Un autre casse-tête pour les banques est la répercussion des baisses du taux directeur sur les crédits et les dépôts de leur clientèle. Certains responsables crédit évoquent « un trade-off » entre les intérêts des débiteurs et des déposants. Si les premiers veulent voir les baisses appliquées au plus vite et, si possible, intégralement, les seconds seront peu contents de voir leurs dépôts se décomposer à 0,15 pour cent. Or une baisse des taux s’appliquera simultanément aux dépôts et aux crédits : il y aura donc forcément des gagnants et des perdants. Et comme les grandes banques luxembourgeoises sont deposit-driven, les intérêts des déposants majoritaires priment sur ceux des débiteurs minoritaires. Ainsi, les deux dernières baisses du taux directeur de la BCE n’ont pas encore été répercutées. Reste que, lorsqu’il s’agit de hausser des taux, les banques montrent plus de zèle.

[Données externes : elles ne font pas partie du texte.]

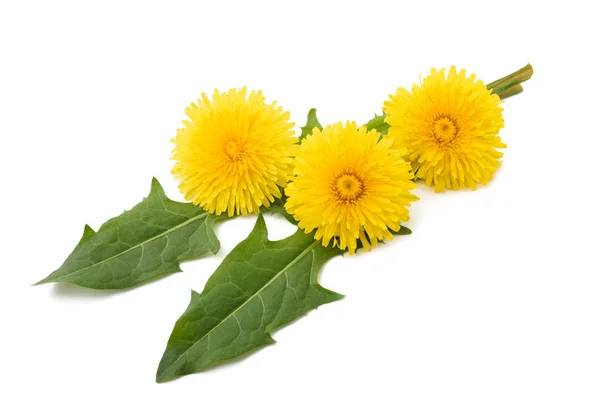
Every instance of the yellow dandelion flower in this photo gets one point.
(349, 185)
(233, 152)
(449, 125)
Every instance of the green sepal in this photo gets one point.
(260, 286)
(311, 123)
(140, 245)
(378, 123)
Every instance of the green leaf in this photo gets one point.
(278, 207)
(139, 245)
(311, 123)
(378, 123)
(260, 286)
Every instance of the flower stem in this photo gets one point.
(504, 87)
(511, 84)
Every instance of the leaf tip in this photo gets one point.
(156, 188)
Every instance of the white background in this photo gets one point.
(496, 295)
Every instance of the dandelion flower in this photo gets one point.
(349, 185)
(449, 125)
(234, 152)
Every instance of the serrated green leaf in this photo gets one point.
(378, 123)
(311, 123)
(139, 245)
(260, 286)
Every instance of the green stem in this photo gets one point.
(511, 84)
(503, 87)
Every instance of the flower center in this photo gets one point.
(235, 150)
(349, 187)
(444, 130)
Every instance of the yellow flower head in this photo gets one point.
(449, 125)
(233, 152)
(349, 185)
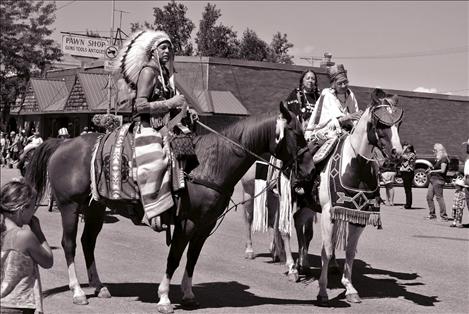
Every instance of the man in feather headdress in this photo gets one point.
(146, 64)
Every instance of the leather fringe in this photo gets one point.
(357, 217)
(94, 186)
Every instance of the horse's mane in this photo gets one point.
(214, 152)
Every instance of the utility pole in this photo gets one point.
(109, 75)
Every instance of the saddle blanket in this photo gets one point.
(354, 199)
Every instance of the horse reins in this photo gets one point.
(238, 145)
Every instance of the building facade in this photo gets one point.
(224, 91)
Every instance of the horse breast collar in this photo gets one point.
(353, 204)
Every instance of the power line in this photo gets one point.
(412, 54)
(445, 51)
(66, 4)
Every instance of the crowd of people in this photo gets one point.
(437, 180)
(14, 145)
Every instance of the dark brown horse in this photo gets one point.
(221, 166)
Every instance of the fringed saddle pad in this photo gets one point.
(351, 203)
(112, 166)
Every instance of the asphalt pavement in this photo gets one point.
(412, 265)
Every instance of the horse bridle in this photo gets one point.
(385, 114)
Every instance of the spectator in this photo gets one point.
(437, 175)
(388, 175)
(13, 148)
(406, 169)
(458, 203)
(85, 130)
(23, 247)
(63, 133)
(34, 141)
(302, 99)
(466, 173)
(4, 143)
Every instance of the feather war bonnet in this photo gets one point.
(136, 53)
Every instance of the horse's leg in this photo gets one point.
(248, 217)
(178, 245)
(289, 261)
(304, 232)
(69, 213)
(94, 218)
(354, 233)
(193, 253)
(327, 229)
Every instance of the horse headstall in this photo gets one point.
(387, 114)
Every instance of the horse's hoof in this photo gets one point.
(80, 300)
(323, 300)
(334, 269)
(165, 308)
(353, 298)
(103, 292)
(293, 275)
(249, 255)
(190, 303)
(303, 270)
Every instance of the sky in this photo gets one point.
(405, 45)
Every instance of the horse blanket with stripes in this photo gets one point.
(132, 166)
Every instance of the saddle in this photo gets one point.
(113, 165)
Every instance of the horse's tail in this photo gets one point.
(36, 174)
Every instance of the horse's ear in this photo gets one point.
(376, 96)
(285, 112)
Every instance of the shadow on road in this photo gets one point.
(370, 282)
(209, 295)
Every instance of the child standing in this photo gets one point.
(23, 247)
(458, 203)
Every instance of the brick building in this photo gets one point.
(225, 90)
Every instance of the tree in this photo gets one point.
(215, 40)
(252, 47)
(172, 19)
(279, 49)
(26, 47)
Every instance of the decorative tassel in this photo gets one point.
(94, 186)
(286, 206)
(260, 211)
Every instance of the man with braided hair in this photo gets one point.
(146, 64)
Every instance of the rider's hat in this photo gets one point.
(63, 132)
(337, 72)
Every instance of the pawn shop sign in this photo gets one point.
(111, 52)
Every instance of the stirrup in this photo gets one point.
(157, 225)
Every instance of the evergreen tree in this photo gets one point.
(279, 49)
(215, 40)
(252, 47)
(172, 19)
(26, 48)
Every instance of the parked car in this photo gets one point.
(423, 162)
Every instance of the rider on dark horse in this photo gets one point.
(335, 112)
(146, 64)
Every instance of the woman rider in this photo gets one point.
(302, 100)
(146, 64)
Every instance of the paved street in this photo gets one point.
(412, 265)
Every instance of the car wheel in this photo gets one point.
(420, 178)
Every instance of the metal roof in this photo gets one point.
(50, 94)
(96, 91)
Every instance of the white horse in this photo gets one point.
(352, 169)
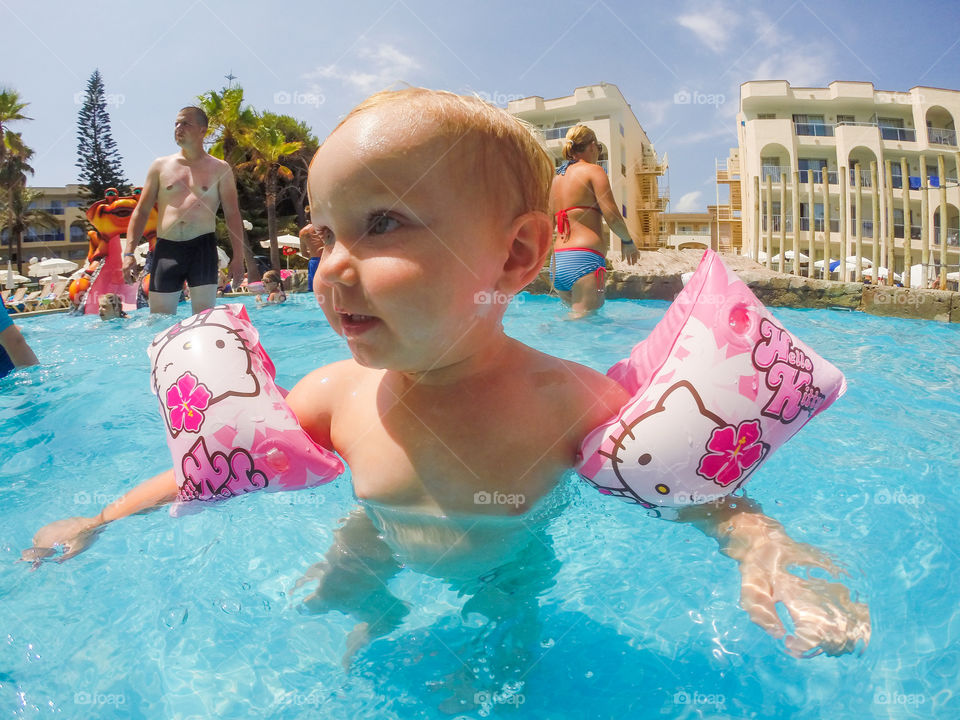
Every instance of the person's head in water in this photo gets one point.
(580, 139)
(190, 126)
(111, 306)
(432, 208)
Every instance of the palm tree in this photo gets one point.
(229, 121)
(13, 154)
(268, 148)
(13, 182)
(299, 163)
(17, 216)
(10, 111)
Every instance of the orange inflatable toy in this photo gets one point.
(104, 274)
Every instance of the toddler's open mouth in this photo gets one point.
(354, 323)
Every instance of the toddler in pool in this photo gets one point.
(432, 209)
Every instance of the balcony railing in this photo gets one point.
(942, 136)
(818, 176)
(775, 173)
(899, 134)
(556, 133)
(816, 129)
(865, 179)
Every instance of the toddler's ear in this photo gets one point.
(531, 233)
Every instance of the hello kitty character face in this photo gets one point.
(678, 451)
(198, 363)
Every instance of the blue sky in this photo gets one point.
(315, 60)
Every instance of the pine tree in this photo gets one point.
(97, 156)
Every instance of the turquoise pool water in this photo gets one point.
(197, 617)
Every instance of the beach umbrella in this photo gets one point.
(916, 274)
(881, 272)
(284, 241)
(804, 259)
(13, 279)
(52, 266)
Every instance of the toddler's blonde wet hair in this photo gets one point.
(514, 161)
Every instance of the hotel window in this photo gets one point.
(896, 177)
(817, 216)
(770, 168)
(893, 129)
(812, 125)
(774, 216)
(815, 164)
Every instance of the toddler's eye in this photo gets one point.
(382, 223)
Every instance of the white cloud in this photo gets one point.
(373, 70)
(712, 26)
(809, 67)
(703, 136)
(689, 202)
(653, 112)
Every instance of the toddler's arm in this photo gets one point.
(825, 618)
(75, 534)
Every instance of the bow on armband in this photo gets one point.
(229, 429)
(717, 387)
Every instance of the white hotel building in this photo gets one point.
(905, 144)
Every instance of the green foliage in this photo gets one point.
(98, 159)
(14, 168)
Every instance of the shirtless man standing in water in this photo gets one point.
(188, 187)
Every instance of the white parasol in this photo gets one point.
(51, 266)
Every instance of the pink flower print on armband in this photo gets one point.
(186, 401)
(732, 452)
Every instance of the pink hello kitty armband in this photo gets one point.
(717, 387)
(229, 429)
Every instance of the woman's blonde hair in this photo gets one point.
(510, 150)
(578, 139)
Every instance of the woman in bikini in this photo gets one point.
(580, 199)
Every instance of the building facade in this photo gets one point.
(67, 240)
(689, 230)
(865, 173)
(628, 156)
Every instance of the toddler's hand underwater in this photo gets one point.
(73, 535)
(825, 619)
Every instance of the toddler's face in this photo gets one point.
(413, 248)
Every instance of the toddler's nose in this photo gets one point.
(337, 266)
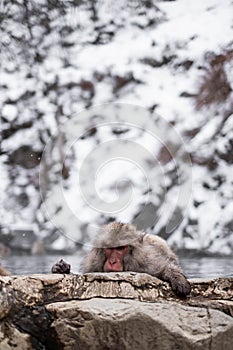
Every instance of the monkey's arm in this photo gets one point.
(61, 267)
(167, 266)
(174, 275)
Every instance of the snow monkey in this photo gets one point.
(120, 247)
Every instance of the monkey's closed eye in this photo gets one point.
(122, 247)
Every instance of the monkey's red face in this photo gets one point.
(115, 256)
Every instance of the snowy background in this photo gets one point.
(116, 111)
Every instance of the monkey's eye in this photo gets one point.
(122, 247)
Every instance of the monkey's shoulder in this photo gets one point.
(156, 241)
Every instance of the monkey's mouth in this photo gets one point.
(113, 268)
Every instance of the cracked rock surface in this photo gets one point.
(113, 311)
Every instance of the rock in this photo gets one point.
(113, 311)
(129, 324)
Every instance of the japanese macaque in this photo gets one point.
(120, 247)
(4, 272)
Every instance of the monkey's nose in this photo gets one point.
(112, 261)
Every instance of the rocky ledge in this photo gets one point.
(113, 311)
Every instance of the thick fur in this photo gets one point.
(147, 253)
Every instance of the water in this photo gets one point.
(195, 267)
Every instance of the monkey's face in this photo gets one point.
(114, 258)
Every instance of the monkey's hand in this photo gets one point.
(61, 267)
(180, 285)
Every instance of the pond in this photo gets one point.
(194, 267)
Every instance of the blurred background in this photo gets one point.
(173, 60)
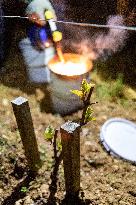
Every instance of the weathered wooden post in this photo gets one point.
(25, 125)
(123, 7)
(70, 138)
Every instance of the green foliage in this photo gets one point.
(84, 90)
(24, 189)
(79, 93)
(59, 145)
(49, 133)
(89, 115)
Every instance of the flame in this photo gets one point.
(74, 65)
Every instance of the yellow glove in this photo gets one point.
(57, 36)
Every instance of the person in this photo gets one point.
(37, 48)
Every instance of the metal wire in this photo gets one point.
(81, 24)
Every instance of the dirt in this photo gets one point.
(105, 179)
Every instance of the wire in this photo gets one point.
(81, 24)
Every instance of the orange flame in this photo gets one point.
(73, 65)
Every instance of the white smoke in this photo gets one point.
(104, 44)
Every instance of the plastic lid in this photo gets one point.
(119, 138)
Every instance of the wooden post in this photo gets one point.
(123, 7)
(70, 138)
(25, 125)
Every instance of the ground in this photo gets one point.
(105, 179)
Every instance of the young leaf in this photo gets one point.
(85, 87)
(79, 93)
(59, 145)
(89, 115)
(49, 133)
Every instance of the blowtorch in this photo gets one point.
(56, 35)
(43, 35)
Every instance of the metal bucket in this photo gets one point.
(62, 100)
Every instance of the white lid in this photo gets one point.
(119, 138)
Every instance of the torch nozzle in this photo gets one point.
(60, 53)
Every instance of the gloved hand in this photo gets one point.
(36, 9)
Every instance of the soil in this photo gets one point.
(105, 179)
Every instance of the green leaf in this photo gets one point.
(59, 145)
(49, 133)
(85, 87)
(79, 93)
(89, 115)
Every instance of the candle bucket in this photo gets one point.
(63, 101)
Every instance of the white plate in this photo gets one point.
(119, 138)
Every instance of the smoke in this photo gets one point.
(103, 44)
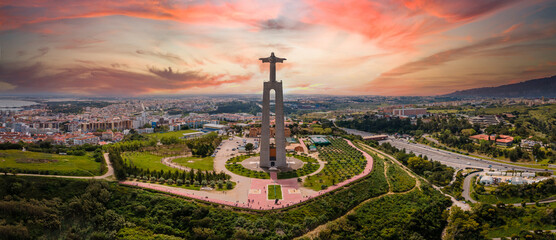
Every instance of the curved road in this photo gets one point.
(452, 159)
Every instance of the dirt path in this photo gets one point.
(108, 173)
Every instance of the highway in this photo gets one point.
(446, 157)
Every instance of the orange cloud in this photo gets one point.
(16, 14)
(405, 78)
(398, 24)
(110, 81)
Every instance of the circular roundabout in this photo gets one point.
(248, 166)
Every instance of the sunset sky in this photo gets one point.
(354, 47)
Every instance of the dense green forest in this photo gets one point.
(35, 207)
(414, 215)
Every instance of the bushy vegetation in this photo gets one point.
(121, 212)
(486, 221)
(311, 165)
(205, 164)
(435, 172)
(532, 192)
(399, 179)
(342, 162)
(456, 188)
(414, 215)
(17, 161)
(454, 131)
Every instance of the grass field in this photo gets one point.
(46, 163)
(145, 161)
(399, 179)
(342, 162)
(205, 164)
(274, 192)
(170, 134)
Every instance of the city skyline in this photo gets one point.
(350, 48)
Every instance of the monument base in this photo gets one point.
(252, 163)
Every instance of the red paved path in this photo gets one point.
(259, 200)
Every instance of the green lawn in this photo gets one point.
(46, 163)
(399, 179)
(205, 164)
(342, 162)
(170, 134)
(274, 192)
(145, 161)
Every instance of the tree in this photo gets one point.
(249, 147)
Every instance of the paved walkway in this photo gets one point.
(252, 193)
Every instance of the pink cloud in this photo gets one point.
(398, 24)
(18, 13)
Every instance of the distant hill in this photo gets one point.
(532, 88)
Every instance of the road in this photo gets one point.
(467, 187)
(456, 160)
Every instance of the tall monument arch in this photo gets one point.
(273, 157)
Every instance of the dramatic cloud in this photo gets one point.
(109, 81)
(387, 47)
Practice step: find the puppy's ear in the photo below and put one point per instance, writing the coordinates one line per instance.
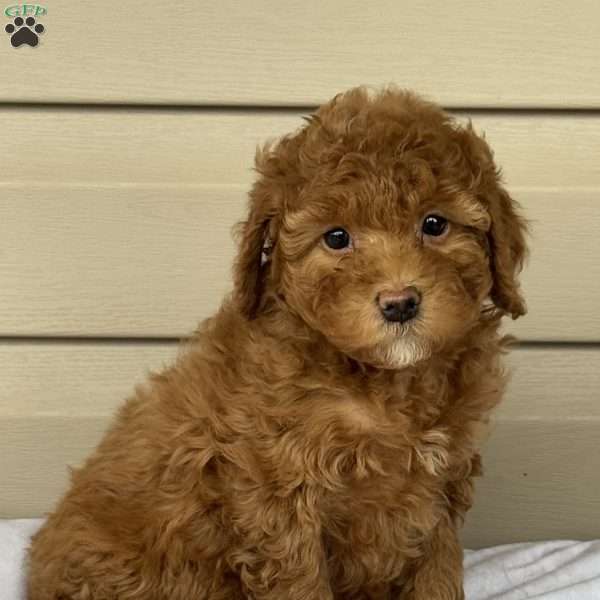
(506, 236)
(256, 238)
(508, 252)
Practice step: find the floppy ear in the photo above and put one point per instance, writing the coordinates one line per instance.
(508, 251)
(256, 239)
(506, 236)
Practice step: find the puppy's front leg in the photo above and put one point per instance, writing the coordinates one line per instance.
(438, 575)
(285, 557)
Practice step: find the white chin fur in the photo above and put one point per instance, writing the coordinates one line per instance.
(404, 352)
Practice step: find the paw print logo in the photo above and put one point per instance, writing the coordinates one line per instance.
(24, 32)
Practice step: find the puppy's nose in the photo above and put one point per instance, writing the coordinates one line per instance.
(399, 307)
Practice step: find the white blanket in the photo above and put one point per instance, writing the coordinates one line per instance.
(550, 570)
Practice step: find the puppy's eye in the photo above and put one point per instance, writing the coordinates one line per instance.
(434, 225)
(337, 239)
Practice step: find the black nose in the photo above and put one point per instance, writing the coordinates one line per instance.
(399, 307)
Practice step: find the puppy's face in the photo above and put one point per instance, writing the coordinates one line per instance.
(388, 276)
(386, 227)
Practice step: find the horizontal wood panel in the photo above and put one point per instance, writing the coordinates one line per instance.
(151, 146)
(280, 53)
(541, 482)
(82, 378)
(541, 460)
(155, 260)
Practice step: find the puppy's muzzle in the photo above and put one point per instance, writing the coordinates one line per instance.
(399, 307)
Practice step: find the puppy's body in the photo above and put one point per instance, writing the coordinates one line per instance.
(299, 448)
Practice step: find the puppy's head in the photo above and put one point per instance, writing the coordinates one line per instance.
(383, 225)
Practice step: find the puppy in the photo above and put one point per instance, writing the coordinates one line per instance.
(317, 439)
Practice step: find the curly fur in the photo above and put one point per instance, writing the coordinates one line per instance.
(301, 447)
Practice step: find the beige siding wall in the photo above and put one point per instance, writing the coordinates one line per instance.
(127, 146)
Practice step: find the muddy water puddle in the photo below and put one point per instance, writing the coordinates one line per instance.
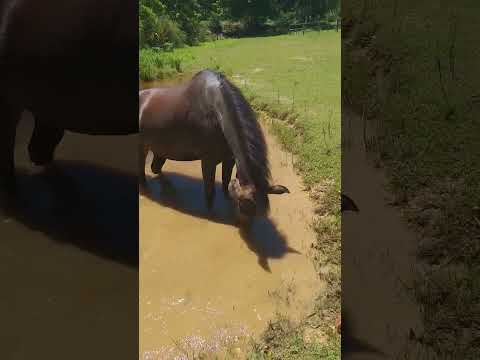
(206, 285)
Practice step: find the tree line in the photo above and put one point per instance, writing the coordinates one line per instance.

La vitesse de l’adaptation du taux directeur sur les crédits n’est donc pas un automatisme, et ni la BCL, ni la CSSF, ni l’Union des consommateurs ne la mesurent. Légalement, les banques ne sont obligées en rien : le taux d’intérêt est négociable entre les deux parties, tout comme le sont les modalités de son adaptation. Si le contrat n’en fait pas mention, c’est à la banque de décider. Cela s’appelle la liberté contractuelle. Ou, autrement exprimé, la vitesse et la partie d’une réduction du taux sur un crédit dépend du pouvoir de négociation du débiteur. Et le pouvoir de négociation dépend de l’accès à des informations indépendantes, car pour prendre un crédit mieux vaut ne pas être crédule.